OPINIóN
Actualizado 28/04/2015
José Javier Muñoz

      Cuando Telecinco puso en antena la primera edición de "El gran hermano", remití a la dirección de esa cadena la siguiente carta:

       Estimados señores:

     Como estudioso de la influencia de la televisión en la sociedad, y consciente del notable éxito de audiencia de su programa "El gran hermano", me atrevo a hacer una propuesta que, sin alterar el desarrollo ni la estructura del programa, puede deparar cierto beneficio social.

    Son muchos los adolescentes que siguen "El gran hermano" y que, aunque sea en pequeña medida, se identifican con algunos de los personajes implicados y pueden llegar a emularlos. En las generaciones más jóvenes se está perdiendo el hábito de la lectura, lo que redunda en un debilitamiento de su cultura general, su habilidad expresiva y su capacidad de reflexión.

   No es una simple apreciación académica; lo hemos constatado en nuestras investigaciones en la Universidad Pontificia y plasmado en una obra publicada en 1996 "La televisión y los niños".

      Se ha llegado a decir que "lo que no sale en televisión no existe" y se da la circunstancia de que el libro es para la televisión un elemento exótico, relegado a las peores franjas horarias en espacios minoritarios poco asequibles para el gran público..

    Considero que ésta es una excelente ocasión para que los libros figuren como un elemento más de la vida cotidiana en la casa del programa, bien permitiendo que dispongan de ellos para ocupar parte de su dilatado tiempo de ocio o bien como motivo para alguna nueva prueba: escenificación de la situación o los personaje de algún relato o novela; comentario o debate entre ellos sobre argumentos o pasajes...

     Confío en que tendrán en cuenta estas apreciaciones y, en cualquier caso, agradezco de antemano su atención.

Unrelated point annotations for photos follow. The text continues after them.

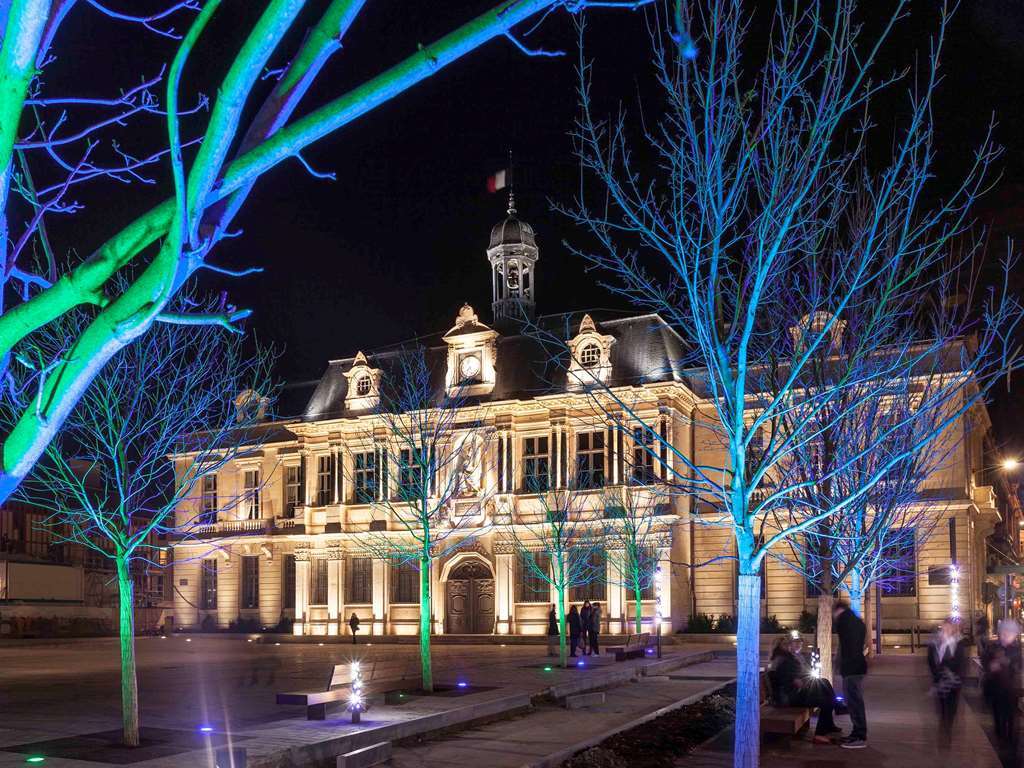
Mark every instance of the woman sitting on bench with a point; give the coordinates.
(793, 685)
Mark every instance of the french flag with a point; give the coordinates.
(498, 181)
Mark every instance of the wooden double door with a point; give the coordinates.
(470, 600)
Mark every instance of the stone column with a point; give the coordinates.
(504, 590)
(301, 595)
(380, 596)
(615, 609)
(187, 579)
(270, 585)
(228, 569)
(333, 595)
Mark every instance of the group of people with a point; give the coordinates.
(795, 683)
(584, 626)
(1000, 670)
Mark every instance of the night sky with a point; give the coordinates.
(393, 247)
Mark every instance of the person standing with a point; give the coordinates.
(947, 660)
(574, 629)
(595, 629)
(552, 632)
(1003, 669)
(852, 667)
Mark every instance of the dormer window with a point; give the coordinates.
(364, 385)
(590, 355)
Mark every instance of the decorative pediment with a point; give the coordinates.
(364, 384)
(472, 350)
(812, 325)
(590, 353)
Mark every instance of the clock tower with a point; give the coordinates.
(513, 255)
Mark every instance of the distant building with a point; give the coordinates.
(49, 587)
(292, 552)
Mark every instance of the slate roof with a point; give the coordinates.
(528, 365)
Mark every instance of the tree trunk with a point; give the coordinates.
(428, 675)
(638, 599)
(129, 682)
(747, 741)
(878, 619)
(823, 633)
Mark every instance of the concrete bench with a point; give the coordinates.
(636, 645)
(377, 677)
(783, 721)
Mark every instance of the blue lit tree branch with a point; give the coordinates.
(754, 207)
(108, 480)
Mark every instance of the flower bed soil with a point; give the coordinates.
(658, 742)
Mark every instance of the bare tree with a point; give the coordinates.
(637, 529)
(733, 221)
(55, 139)
(425, 481)
(109, 481)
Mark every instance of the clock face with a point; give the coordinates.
(469, 367)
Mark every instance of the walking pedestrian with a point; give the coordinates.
(576, 627)
(552, 632)
(947, 660)
(595, 629)
(585, 620)
(793, 685)
(1003, 669)
(853, 667)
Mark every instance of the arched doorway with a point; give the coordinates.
(470, 600)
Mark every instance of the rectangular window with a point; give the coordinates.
(359, 581)
(536, 463)
(410, 475)
(898, 571)
(590, 460)
(325, 480)
(643, 456)
(365, 476)
(317, 590)
(250, 582)
(208, 503)
(208, 585)
(404, 583)
(590, 579)
(250, 495)
(288, 581)
(293, 489)
(534, 588)
(643, 569)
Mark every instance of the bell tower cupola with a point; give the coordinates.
(513, 256)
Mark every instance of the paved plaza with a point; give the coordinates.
(54, 690)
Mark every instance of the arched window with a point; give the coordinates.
(590, 355)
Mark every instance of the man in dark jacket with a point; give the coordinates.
(853, 667)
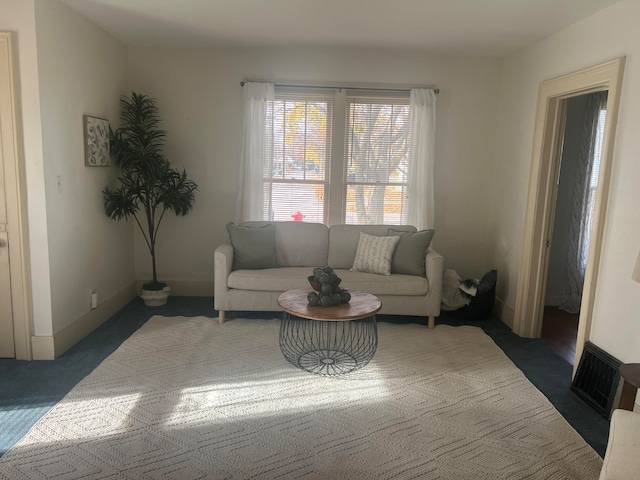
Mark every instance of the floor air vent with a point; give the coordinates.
(597, 378)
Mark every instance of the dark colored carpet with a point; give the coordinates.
(29, 389)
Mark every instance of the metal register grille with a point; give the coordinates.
(597, 379)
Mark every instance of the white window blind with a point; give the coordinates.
(297, 166)
(376, 159)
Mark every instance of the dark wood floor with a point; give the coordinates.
(559, 331)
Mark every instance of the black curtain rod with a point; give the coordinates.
(337, 87)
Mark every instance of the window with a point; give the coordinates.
(377, 160)
(297, 166)
(318, 169)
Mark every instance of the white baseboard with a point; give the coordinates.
(185, 288)
(504, 312)
(51, 347)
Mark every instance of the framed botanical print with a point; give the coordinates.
(96, 142)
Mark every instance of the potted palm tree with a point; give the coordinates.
(148, 185)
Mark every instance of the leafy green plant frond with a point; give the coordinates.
(148, 185)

     No creo que me hicieran caso. De hecho, ni siquiera me enviaron acuse de recibo y en el programa sólo apareció un par de semanas después una absurda prueba relacionada con el Quijote. Yo era profesor entonces en la Universidad Pontificia y en las conclusiones de la investigación que dirigí sobre la influencia de la tv entre los menores (aplicable hoy a las restantes pantallas digitales y virtuales, las redes sociales de internet, los telejuegos y las videoconsolas) propuse que para fomentar la lectura nos aliáramos con el enemigo. Es decir, propagar imágenes de líderes y prescriptores populares (futbolistas y otros deportistas famosos, cantantes, actores...) identificándolos o vinculándolos con la lectura. No habría que llegar a la apología. Bastaría con que de vez en cuando manifestaran afición a los libros, comentaran que están leyendo tal o cual cosa o, simplemente, que apareciesen en los medios, y especialmente en televisión, con un libro en las manos.